Apparently it's a variable in query.py of TwitterScraper.

`query.py`


def query_tweets(query, limit=None, begindate=dt.date(2006, 3, 21), enddate=dt.date.today(), poolsize=20, lang=''):
    no_days = (enddate - begindate).days
    
    if(no_days < 0):
        sys.exit('Begin date must occur before end date.')
    
    if poolsize > no_days:
        # Since we are assigning each pool a range of dates to query,
		# the number of pools should not exceed the number of dates.
        poolsize = no_days
    dateranges = [begindate + dt.timedelta(days=elem) for elem in linspace(0, no_days, poolsize+1)]

    if limit and poolsize:
        limit_per_pool = (limit // poolsize)+1
    else:
        limit_per_pool = None

    queries = ['{} since:{} until:{}'.format(query, since, until)
               for since, until in zip(dateranges[:-1], dateranges[1:])]

    all_tweets = []
    try:
        pool = Pool(poolsize)
        logger.info('queries: {}'.format(queries))
        try:
            for new_tweets in pool.imap_unordered(partial(query_tweets_once, limit=limit_per_pool, lang=lang), queries):
                all_tweets.extend(new_tweets)
                logger.info('Got {} tweets ({} new).'.format(
                    len(all_tweets), len(new_tweets)))
        except KeyboardInterrupt:
            logger.info('Program interrupted by user.
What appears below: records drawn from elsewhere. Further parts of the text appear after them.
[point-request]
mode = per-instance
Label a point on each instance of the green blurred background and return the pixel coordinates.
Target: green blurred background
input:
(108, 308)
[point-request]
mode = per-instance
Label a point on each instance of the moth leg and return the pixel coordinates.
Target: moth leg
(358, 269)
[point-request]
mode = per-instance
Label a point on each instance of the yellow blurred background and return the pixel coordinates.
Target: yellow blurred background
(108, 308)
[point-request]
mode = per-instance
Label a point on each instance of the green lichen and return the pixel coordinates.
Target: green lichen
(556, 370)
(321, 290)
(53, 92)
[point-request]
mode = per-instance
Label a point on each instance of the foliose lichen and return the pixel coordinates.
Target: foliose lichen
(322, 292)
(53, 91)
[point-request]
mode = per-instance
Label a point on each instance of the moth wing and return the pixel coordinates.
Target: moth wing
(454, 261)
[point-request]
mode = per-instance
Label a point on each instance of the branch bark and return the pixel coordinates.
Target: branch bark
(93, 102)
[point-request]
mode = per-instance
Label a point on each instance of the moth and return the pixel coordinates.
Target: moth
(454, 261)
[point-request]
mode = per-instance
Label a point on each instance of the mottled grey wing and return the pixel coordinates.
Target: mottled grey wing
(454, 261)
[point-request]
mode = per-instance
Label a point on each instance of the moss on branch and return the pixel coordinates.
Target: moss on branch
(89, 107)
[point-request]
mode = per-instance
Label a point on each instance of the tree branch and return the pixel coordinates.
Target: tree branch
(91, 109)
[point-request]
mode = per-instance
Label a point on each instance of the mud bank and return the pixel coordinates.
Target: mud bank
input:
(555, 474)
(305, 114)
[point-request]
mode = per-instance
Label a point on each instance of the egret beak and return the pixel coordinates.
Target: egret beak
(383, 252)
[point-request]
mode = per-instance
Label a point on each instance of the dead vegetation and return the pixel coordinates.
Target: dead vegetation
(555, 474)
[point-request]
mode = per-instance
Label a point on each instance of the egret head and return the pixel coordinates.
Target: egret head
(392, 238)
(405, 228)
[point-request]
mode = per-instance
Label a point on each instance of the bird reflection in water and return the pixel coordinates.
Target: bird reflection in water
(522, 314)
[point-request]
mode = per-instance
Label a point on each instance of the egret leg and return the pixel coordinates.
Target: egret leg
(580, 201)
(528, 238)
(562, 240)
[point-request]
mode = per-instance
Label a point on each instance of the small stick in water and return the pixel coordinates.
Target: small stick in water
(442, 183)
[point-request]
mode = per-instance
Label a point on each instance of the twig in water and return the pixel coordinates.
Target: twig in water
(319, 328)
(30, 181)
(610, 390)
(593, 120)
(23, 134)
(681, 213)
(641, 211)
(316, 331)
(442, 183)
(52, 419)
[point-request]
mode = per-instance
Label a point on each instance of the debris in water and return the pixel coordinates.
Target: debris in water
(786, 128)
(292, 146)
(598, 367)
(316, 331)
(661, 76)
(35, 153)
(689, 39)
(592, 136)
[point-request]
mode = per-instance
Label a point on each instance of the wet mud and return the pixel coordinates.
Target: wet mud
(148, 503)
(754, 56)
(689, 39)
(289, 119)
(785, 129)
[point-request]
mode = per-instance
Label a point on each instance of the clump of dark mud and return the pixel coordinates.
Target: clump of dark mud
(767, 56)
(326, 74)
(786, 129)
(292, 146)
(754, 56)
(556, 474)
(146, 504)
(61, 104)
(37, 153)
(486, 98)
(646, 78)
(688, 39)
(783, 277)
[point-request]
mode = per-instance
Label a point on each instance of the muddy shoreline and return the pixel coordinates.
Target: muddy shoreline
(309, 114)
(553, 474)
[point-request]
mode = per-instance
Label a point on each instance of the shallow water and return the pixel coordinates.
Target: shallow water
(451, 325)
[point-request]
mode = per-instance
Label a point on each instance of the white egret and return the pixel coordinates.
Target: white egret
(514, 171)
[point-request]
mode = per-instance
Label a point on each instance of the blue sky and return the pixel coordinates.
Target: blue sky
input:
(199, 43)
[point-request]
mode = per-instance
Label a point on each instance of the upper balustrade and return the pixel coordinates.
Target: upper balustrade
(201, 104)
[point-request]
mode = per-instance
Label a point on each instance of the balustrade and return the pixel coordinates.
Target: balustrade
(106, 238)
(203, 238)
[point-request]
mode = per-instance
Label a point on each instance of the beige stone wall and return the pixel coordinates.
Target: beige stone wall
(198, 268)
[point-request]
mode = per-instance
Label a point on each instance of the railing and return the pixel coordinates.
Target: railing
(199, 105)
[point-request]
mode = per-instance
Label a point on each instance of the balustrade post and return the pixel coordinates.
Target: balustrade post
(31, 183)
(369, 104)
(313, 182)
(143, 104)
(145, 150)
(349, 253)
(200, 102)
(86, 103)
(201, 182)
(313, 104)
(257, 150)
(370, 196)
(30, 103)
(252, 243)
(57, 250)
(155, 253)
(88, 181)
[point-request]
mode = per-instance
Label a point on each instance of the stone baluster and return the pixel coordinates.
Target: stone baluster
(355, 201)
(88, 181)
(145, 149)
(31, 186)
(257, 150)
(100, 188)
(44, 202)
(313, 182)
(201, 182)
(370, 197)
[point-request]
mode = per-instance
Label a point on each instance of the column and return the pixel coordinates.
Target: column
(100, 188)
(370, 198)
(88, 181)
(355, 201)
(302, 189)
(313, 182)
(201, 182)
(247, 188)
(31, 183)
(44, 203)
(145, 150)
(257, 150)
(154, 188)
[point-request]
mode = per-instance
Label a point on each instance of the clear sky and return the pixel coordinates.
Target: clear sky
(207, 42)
Returning all tweets '
                         'gathered so far.')
    finally:
        pool.close()
        pool.join()

    return all_tweets

Probably pool = Pool (poolsize), remove this variable from the try clause and run AWS Lambda.

{
  "errorMessage": "[Errno 38] Function not implemented",
  "errorType": "OSError",
  "stackTrace": [
    "  File \"/var/task/lambda_function.py\", line 14, in lambda_handler\n    tweets = query_tweets(\"Aikatsu\", begindate = begin_date, enddate = end_date, poolsize=pool_size, lang=\"ja\")\n",
    "  File \"/opt/python/twitterscraper/query.py\", line 233, in query_tweets\n    pool = Pool(poolsize)\n",
    "  File \"/opt/python/billiard/pool.py\", line 995, in __init__\n    self._setup_queues()\n",
    "  File \"/opt/python/billiard/pool.py\", line 1364, in _setup_queues\n    self._inqueue = self._ctx.SimpleQueue()\n",
    "  File \"/opt/python/billiard/context.py\", line 150, in SimpleQueue\n    return SimpleQueue(ctx=self.get_context())\n",
    "  File \"/opt/python/billiard/queues.py\", line 390, in __init__\n    self._rlock = ctx.Lock()\n",
    "  File \"/opt/python/billiard/context.py\", line 105, in Lock\n    return Lock(ctx=self.get_context())\n",
    "  File \"/opt/python/billiard/synchronize.py\", line 182, in __init__\n    SemLock.__init__(self, SEMAPHORE, 1, 1, ctx=ctx)\n",
    "  File \"/opt/python/billiard/synchronize.py\", line 71, in __init__\n    sl = self._semlock = _billiard.SemLock(\n"
  ]
}

Since the error content is "Function not implemented", it is apparently caused by the multi-process billiard library. It seems that multi-process is not available in AWS Lambda.

https://aws.amazon.com/es/blogs/compute/parallel-processing-in-python-with-aws-lambda/

Correspondence

There is a description about the same phenomenon in the issues of twitterscraper.

Since there is a workaround implementation in pullrequest on github, I could avoid it by replacing quert.py with the contents of pullrequest. https://github.com/taspinar/twitterscraper/pull/280/commits/685c5b4f601de58c2b2591219a805839011c5faf

Since the number of multi-processes is set using the variable "poolsize" when passing it to the function "query_tweets", it is implemented so that it will not be multi-processed if it is explicitly set to 0.